Milk: It’s healthy, good for bone strength, and also available in chocolate or strawberry. But for children it’s also one of the most common food allergens.
Individuals with an allergy to milk must be highly vigilant because milk proteins are found in a wide range of foods where they might be unexpected. For example, some canned tuna fish and nondairy products contain casein, a milk protein that is also used in some meats. Beverage mixes and body building and energy drinks commonly contain whey, another milk protein. Milk protein has also been found in some chewing gums. Read all ingredient labels carefully.
Milk allergy can occur in two ways: as IgE-mediated milk allergy and non-IgE-mediated milk allergy. Most children who are allergic to milk experience IgE-mediated allergy, which involve IgE antibodies. Typical milk allergy symptoms involve hives, vomiting, or even anaphylaxis, a severe and sudden reaction that may cause death. Non-IgE-mediated milk allergy involves the gastrointestinal tract and may present in early infancy with blood in stool.
Milk is a fairly easy ingredient to substitute. Most recipes calling for milk can be just as successful by substituting the equivalent in water, juice, or soy or rice milk.
Milk allergy in children
Milk allergy is estimated to affect about 300,000 children under the age of 3 in the United States. Although it was formerly believed that the vast majority of children would outgrow this allergy by age 3, recent studies contradict this theory. Less than 20 percent of children enrolled in one study had outgrown their allergy by the age of 4. Still, approximately 80 percent of children with milk allergy will outgrow it by the age of 16.
Frequently asked milk allergy questions
Are some individuals allergic to milk able to tolerate foods containing heated milk?
Studies have shown about 75 percent of individuals with milk allergy can tolerate foods that contain extensively heated milk, such as a baked muffin. However, people with milk protein allergy should consult with an allergist before determining whether they should avoid milk completely, independent of whether it has been extensively heated.
What is the difference between milk allergy and lactose intolerance? How can I tell which one I have?
Individuals with milk allergy experience reactions that result from immune-mediated responses to the proteins found in milk. Typical reactions of this type of allergy involve hives, vomiting, or even anaphylaxis, a severe and sudden reaction that may cause death.
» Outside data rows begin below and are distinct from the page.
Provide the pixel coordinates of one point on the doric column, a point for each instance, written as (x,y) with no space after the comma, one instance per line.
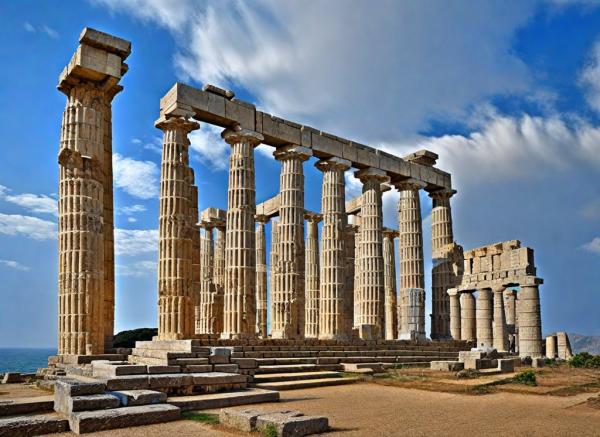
(333,264)
(288,292)
(530,321)
(442,276)
(85,206)
(240,250)
(261,276)
(175,279)
(410,245)
(467,316)
(311,328)
(371,296)
(500,333)
(484,314)
(389,270)
(454,313)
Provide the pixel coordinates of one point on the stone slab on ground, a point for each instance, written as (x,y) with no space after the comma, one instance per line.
(37,404)
(25,426)
(92,421)
(134,398)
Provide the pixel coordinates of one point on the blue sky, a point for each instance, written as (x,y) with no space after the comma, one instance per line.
(507,93)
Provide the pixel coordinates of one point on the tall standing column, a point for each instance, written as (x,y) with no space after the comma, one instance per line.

People who have lactose intolerance cannot digest the milk sugar (lactose) because they have a deficiency of lactase, the enzyme in the lining of the gut required to metabolize lactose. The lack of this intestinal enzyme leads to reactions such as abdominal gas, diarrhea, or abdominal cramps. Milk allergy and lactose intolerance are not related.
What is the best formula for babies with milk allergies?
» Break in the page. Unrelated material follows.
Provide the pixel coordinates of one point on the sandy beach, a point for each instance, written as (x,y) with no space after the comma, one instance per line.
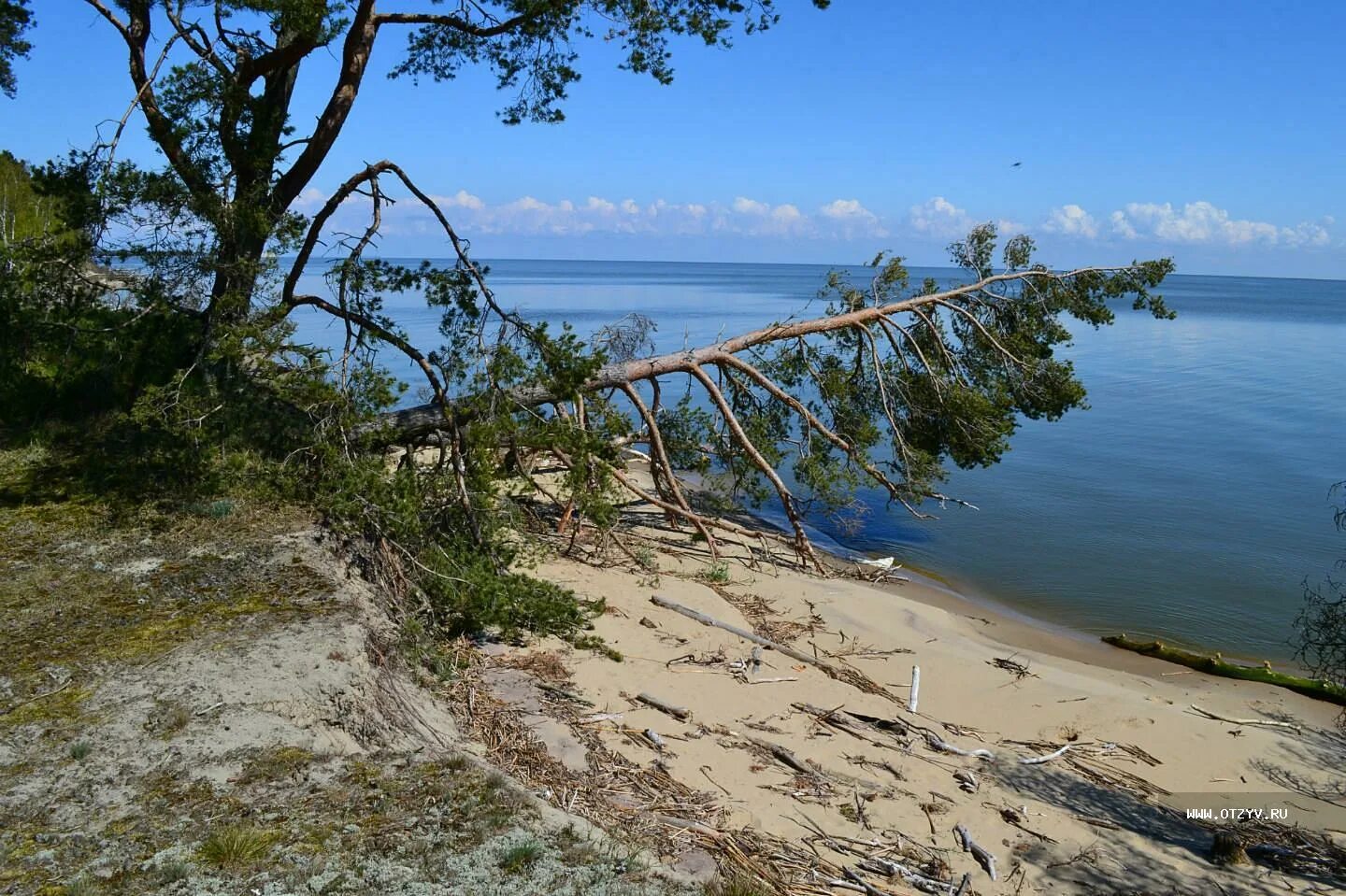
(831,755)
If your infant is allergic to milk, talk to his or her pediatrician about which formula to use. Often, an extensively hidrolized elemental formula or acasein-hydrolysate formula is recommended for milk allergy in infants, as the proteins in these formulas have been extensively broken down. Alternatively, your infant’s doctor may recommend a soy-based formula, but soy allergy is as common as milk allergy. The prevalence of soy allergy is lower because of western dietary habits.